La société Bretic 35 demande l'octroi d'une indemnité de 1 500 euros au motif qu'elle ne pourra pas utiliser sa chaussée pendant une semaine durant les travaux de reprise.

La société ERTP Keravis ne critiquant pas le montant de l'indemnité allouée pour la gêne que subira la société Bretic 35 durant les travaux, l'appelante sera condamnée à lui verser cette somme.

IV. Sur la compensation

Le jugement sera confirmé en ce qu'il a prononcé la compensation des créances réciproques sauf à dire qu'elle sera limitée à hauteur de la moins élevée.

V. Sur les autres demandes

Le jugement est confirmé en ce qu'il a condamné la société ERTP Keravis aux dépens de première instance, en ce compris les frais de l'expertise judiciaire.
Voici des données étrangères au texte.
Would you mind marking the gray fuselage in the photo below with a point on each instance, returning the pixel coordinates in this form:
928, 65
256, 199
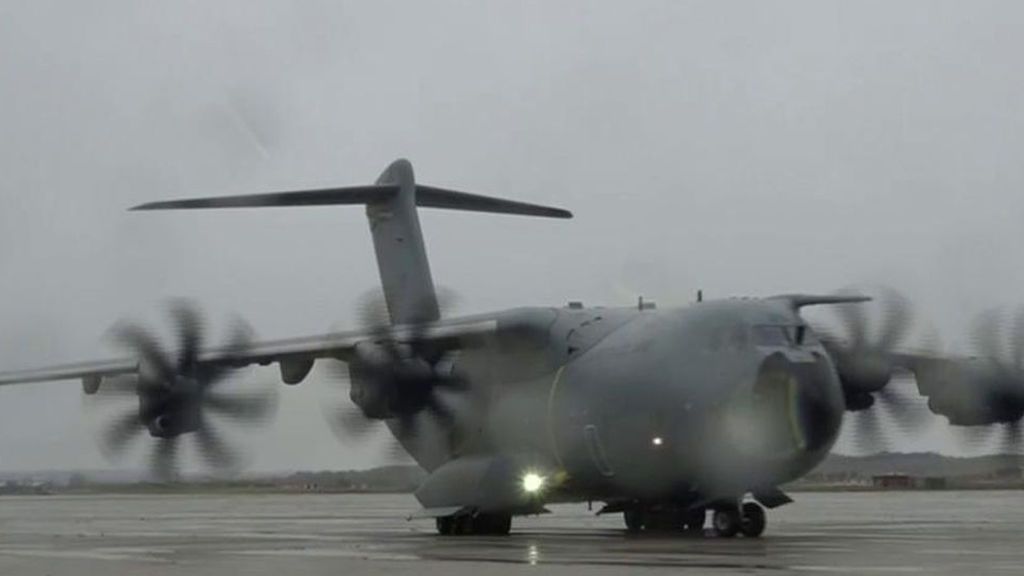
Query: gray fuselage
717, 399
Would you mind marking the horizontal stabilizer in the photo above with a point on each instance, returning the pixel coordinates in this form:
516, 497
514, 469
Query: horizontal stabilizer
430, 197
325, 197
426, 197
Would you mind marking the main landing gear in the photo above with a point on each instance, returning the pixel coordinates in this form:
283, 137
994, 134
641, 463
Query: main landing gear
727, 520
656, 519
481, 524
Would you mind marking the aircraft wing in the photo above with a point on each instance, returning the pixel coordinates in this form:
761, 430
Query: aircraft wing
295, 355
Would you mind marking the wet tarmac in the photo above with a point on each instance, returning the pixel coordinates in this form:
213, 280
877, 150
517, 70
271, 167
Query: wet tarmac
297, 535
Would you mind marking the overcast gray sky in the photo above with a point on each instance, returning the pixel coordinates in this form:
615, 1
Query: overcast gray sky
743, 148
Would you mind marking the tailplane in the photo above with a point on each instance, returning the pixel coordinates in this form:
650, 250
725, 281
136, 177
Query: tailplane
391, 208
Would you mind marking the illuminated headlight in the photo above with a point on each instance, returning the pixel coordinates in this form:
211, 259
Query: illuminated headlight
532, 483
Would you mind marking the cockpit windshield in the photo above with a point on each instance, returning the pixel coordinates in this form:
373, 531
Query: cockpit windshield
781, 335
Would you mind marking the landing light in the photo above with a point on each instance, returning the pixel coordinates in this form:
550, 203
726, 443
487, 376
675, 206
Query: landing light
532, 483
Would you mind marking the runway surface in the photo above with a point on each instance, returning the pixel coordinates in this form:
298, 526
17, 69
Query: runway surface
296, 535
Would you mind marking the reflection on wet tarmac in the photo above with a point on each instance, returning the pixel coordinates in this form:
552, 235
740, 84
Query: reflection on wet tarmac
910, 532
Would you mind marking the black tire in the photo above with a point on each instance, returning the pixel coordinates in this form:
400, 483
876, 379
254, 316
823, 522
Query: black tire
445, 525
634, 520
695, 521
494, 524
754, 521
726, 522
464, 526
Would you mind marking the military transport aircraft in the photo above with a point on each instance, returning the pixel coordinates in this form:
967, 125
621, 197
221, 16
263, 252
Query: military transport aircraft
668, 416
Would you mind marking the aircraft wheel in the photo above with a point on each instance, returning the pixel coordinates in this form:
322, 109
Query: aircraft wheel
695, 521
464, 526
754, 521
445, 525
494, 524
634, 520
726, 522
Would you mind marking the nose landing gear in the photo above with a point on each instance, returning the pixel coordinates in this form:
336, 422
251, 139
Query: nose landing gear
749, 520
665, 519
481, 524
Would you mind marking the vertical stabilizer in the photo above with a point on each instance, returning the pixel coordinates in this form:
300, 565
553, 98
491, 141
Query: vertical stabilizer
401, 256
391, 208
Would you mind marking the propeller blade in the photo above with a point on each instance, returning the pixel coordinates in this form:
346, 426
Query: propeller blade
239, 342
895, 322
189, 331
1017, 341
973, 438
1012, 437
854, 321
142, 342
909, 416
122, 430
348, 423
987, 334
163, 460
214, 451
867, 437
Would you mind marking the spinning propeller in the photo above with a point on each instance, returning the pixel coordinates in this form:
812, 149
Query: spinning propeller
866, 360
177, 394
997, 383
397, 374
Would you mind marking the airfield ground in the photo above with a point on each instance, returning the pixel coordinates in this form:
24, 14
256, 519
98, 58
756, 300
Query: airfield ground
298, 535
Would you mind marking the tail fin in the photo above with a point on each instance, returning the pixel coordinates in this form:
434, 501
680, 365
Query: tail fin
391, 202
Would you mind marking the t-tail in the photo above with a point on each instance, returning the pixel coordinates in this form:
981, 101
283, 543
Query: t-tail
391, 208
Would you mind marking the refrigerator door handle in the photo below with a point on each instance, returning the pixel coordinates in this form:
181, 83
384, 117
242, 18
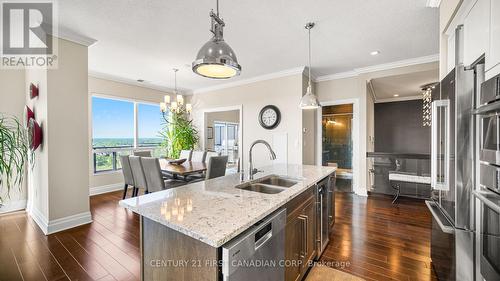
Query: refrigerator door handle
444, 228
440, 173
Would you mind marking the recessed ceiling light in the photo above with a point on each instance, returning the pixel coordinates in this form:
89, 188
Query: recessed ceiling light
433, 3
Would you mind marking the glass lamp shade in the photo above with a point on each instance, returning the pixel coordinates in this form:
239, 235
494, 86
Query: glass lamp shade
180, 99
173, 106
216, 60
166, 99
309, 100
163, 107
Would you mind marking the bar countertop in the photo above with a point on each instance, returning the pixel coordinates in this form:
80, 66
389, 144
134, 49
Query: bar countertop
214, 211
398, 155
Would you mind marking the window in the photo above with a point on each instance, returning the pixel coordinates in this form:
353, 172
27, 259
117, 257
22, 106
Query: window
226, 140
149, 120
113, 130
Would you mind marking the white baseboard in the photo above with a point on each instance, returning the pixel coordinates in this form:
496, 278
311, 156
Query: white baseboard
105, 188
13, 206
40, 219
69, 222
53, 226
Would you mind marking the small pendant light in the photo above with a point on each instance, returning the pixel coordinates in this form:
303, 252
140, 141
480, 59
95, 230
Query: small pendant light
309, 100
216, 59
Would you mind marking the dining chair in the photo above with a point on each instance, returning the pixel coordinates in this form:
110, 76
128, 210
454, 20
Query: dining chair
138, 173
186, 154
198, 156
128, 178
144, 153
152, 172
210, 154
216, 167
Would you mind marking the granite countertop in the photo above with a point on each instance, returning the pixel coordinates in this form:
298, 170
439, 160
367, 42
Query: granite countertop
213, 211
398, 155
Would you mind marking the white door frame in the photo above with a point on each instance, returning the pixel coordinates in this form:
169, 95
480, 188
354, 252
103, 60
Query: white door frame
356, 164
240, 129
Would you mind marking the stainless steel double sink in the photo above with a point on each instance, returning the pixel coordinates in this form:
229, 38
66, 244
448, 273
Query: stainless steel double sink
271, 184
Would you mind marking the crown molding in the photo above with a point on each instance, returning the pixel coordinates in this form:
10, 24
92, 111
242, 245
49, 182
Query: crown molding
274, 75
379, 67
74, 37
118, 79
62, 32
399, 99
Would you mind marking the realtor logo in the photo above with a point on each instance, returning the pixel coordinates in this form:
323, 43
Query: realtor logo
27, 34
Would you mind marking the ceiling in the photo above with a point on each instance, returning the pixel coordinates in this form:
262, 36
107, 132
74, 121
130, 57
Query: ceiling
406, 86
146, 39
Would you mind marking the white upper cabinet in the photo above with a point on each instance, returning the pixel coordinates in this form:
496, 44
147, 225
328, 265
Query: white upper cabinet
493, 58
477, 31
450, 59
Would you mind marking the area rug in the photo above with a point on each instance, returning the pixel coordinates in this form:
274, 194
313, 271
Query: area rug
325, 273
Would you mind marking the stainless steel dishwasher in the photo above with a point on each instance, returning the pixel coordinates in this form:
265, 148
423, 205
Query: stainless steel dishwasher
258, 253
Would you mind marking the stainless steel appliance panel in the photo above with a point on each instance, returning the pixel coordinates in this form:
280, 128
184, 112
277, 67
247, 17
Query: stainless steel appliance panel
256, 253
447, 197
489, 234
442, 244
490, 91
464, 148
331, 199
490, 138
322, 225
490, 177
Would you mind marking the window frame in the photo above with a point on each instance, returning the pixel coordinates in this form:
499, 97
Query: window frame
113, 151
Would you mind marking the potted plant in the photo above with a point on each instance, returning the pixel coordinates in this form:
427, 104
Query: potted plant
13, 154
178, 133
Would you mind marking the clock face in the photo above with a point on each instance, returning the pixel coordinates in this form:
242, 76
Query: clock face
269, 117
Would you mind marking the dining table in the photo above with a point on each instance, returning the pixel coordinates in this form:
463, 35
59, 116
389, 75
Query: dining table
184, 169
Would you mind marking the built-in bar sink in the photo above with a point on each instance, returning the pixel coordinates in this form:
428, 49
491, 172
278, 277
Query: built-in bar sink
261, 188
277, 181
270, 184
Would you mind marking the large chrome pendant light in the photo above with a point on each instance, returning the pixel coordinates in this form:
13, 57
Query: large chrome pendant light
216, 59
309, 100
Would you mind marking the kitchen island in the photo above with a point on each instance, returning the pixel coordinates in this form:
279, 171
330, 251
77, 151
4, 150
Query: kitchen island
183, 229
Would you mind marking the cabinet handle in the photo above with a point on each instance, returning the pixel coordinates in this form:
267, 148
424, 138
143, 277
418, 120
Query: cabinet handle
304, 229
303, 236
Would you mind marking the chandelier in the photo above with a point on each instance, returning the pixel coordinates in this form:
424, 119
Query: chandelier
178, 105
427, 103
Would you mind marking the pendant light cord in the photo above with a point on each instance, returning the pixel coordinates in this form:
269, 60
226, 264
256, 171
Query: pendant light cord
309, 56
175, 79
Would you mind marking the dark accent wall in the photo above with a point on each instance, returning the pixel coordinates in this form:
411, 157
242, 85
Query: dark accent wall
398, 128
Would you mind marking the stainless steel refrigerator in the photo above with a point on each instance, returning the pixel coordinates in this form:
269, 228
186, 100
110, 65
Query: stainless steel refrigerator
453, 171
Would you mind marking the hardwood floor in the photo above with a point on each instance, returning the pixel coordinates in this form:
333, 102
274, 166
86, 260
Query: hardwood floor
372, 239
107, 249
377, 240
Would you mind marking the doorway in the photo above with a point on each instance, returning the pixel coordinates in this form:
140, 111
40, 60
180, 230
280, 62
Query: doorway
222, 134
337, 142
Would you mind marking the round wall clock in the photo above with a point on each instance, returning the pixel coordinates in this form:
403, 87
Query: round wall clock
269, 117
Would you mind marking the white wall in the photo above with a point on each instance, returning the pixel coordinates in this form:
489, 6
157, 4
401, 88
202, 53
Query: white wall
284, 92
12, 102
58, 183
103, 87
232, 116
447, 10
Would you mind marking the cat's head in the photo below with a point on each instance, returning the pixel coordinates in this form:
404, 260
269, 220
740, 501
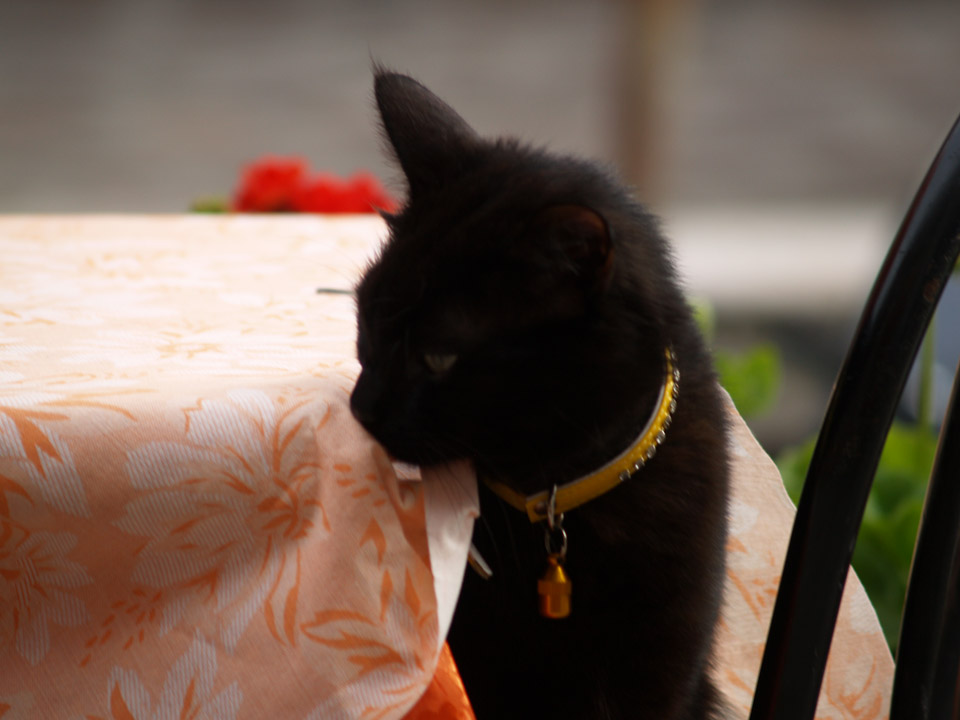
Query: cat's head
518, 313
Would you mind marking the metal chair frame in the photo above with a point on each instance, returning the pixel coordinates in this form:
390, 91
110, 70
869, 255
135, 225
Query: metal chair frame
859, 415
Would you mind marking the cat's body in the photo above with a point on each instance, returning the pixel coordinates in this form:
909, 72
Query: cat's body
519, 317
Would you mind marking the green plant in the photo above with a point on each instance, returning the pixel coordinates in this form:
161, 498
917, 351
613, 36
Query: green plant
884, 548
887, 534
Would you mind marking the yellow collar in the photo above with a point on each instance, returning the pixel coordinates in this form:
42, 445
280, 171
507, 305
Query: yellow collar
618, 470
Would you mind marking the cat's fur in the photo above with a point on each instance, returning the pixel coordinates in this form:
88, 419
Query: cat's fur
555, 291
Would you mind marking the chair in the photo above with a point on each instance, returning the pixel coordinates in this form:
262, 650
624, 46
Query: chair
861, 409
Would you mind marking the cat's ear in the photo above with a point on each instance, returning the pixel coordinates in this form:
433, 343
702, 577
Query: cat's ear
430, 140
583, 237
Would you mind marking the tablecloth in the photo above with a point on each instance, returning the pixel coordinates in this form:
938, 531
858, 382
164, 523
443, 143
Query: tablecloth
192, 525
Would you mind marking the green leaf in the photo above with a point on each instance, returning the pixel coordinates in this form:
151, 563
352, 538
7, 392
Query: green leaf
888, 531
752, 378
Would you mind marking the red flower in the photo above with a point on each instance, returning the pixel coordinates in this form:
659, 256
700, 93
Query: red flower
327, 193
282, 185
269, 185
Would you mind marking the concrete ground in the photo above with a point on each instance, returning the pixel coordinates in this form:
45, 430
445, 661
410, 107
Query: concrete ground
808, 107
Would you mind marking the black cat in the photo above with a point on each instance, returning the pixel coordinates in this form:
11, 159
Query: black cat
525, 314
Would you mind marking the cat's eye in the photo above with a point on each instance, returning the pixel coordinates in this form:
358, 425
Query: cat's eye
439, 363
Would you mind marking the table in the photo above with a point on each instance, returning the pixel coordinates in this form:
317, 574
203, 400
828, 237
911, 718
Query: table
189, 518
191, 523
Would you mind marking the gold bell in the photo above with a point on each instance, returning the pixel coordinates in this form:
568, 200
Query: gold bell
554, 588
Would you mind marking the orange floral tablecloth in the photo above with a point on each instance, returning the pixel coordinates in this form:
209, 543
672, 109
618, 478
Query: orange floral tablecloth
191, 524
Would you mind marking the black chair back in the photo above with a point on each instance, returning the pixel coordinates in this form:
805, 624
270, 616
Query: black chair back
841, 472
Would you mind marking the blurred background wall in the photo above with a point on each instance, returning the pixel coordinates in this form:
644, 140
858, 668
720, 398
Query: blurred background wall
801, 126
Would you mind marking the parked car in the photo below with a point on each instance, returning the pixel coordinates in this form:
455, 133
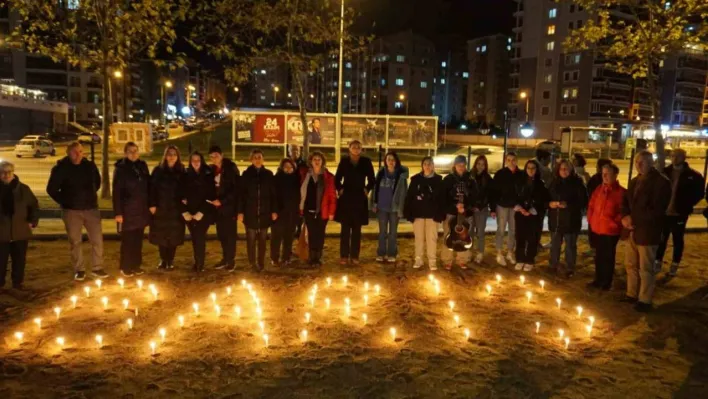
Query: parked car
34, 146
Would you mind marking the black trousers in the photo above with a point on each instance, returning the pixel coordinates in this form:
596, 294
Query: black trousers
167, 254
282, 233
528, 234
676, 226
316, 231
256, 237
131, 249
17, 251
226, 232
198, 229
350, 241
605, 251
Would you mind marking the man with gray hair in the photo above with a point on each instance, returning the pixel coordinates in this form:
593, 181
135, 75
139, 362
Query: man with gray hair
686, 191
643, 213
73, 183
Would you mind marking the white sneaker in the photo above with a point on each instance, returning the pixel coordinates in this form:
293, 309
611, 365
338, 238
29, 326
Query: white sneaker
479, 258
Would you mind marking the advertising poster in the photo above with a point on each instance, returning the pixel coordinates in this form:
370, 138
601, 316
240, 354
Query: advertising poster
320, 130
410, 132
370, 131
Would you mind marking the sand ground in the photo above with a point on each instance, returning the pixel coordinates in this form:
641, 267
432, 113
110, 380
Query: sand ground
628, 355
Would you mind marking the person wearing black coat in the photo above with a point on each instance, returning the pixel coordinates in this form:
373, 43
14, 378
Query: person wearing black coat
167, 224
198, 195
226, 178
422, 208
353, 180
686, 191
532, 199
257, 208
287, 183
568, 198
131, 192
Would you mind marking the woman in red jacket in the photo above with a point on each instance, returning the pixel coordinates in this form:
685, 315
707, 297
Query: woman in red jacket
605, 220
318, 202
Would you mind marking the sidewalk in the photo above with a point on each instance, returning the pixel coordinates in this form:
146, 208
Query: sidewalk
53, 229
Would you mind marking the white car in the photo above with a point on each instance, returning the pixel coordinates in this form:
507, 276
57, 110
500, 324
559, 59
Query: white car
443, 162
34, 146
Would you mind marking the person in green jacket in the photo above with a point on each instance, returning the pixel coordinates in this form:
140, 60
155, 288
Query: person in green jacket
19, 214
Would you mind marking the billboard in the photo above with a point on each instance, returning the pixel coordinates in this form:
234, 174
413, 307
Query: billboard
371, 132
320, 130
411, 132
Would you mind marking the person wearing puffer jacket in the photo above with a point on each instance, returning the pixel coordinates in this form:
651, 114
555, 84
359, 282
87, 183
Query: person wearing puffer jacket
388, 200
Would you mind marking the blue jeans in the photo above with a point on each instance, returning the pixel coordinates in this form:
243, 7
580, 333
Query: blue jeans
571, 249
388, 234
La société ERTP Keravis, qui succombe pour l'essentiel, sera condamnée à payer la somme de 6 000 euros à la société Bretic 35 en application de l'article 700 du code de procédure civile au titre de la première instance et de l'appel par voie d'infirmation ainsi qu'aux dépens d'appel.

PAR CES MOTIFS

La cour,

Confirme le jugement entrepris en ce qu'il a :

- prononcé la résolution judiciaire du contrat d'entreprise conclu entre la société ERTP Keravis et la société Bretic 35,

- ordonné la compensation entre les créances réciproques,

- condamné la société ERTP Keravis à supporter les entiers dépens de première instance en ce compris les frais de l'expertise judiciaire,

L'infirme sur le surplus des dispositions soumises à la cour

Statuant à nouveau et y ajoutant

Déboute la société Bretic 35 de sa demande d'homologation de l'expertise judiciaire,

Qualifie la résolution judiciaire de résiliation judiciaire,

Fixe la date du prononcé de la résiliation judiciaire le 23 janvier 2019,

Condamne la société ERTP Keravis à verser à la société Bretic 35 la somme de 59 000 euros HT au titre des travaux de reprise,

Condamne la société ERTP Keravis à verser à la société Bretic 35 la somme de 1 500 euros au titre du préjudice de jouissance,

Condamne la société Bretic 35 à payer la somme de 25 355,74 euros TTC à la société ERTP Keravis au titre des travaux réalisés,

Déboute les parties du surplus de leurs demandes,

Condamne la société ERTP Keravis à payer à la société Bretic 35 la somme de 6 000 euros en application de l'article 700 du code de procédure civile,

Condamne la société ERTP Keravis aux dépens d'appel.